A strategic challenge for Europe in today's globalised economy is to overcome language barriers through technological means. In particular, Machine Translation (MT) systems are expected to have a significant impact on the management of multilingualism in Europe, making it possible to translate the huge quantity of textual data produced, and thus, covering the needs of hundreds of millions of citizens. PANACEA addressed a critical thread to this vision: the so-called, language-resource bottleneck. Although MT technologies may consist of language independent engines, they highly depend on the availability of language-dependent data for their real-life implementation, i.e., they require Language Resources (LRs). In order to equip MT systems for every pair of European languages, for every domain, and for every text genre, appropriate LRs covering every language, domain and genre must be produced.
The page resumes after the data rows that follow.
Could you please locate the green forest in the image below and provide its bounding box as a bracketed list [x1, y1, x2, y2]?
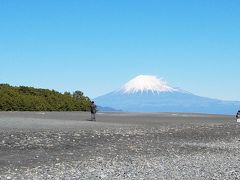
[0, 84, 90, 111]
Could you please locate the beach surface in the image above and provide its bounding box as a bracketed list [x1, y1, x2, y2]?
[0, 112, 240, 179]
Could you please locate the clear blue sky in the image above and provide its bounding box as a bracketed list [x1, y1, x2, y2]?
[0, 0, 240, 100]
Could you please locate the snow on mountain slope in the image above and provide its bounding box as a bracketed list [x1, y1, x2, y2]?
[94, 75, 240, 114]
[121, 75, 178, 93]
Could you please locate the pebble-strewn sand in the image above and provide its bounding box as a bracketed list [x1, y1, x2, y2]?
[0, 112, 240, 179]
Moreover, a Language Resource for a given language can never be considered complete or final. Language change and new knowledge domains emerge at rapid pace. A company willing to cover the enlarged Union market needs to produce and maintain 500 bilingual glossaries, for instance.
Traditionally, LRs production is done by hand, and its high cost (highly skilled human work and development time) hindered full coverage. Automatic production lowers the cost and time required for producing basic LR for languages which are currently not well covered. Such reductions are the only way to guarantee a continuous supply of LRs that MT and other Language Technologies may demand in a multilingual Europe.
PANACEA has contributed to demonstrate that the “LR bottleneck” problem can be effectively addressed by automation with the production of (a) the PANACEA Platform, (b) the web services integrated within the platform, (c) the associated workflows to manage the sequencing of web services (d) the tools for LR acquisition developed during the project and (e) the Language Resources (LRs) produced during the project, mainly for Machine Translation tools but not only, exploiting the platform, web services, and the specialized workflows.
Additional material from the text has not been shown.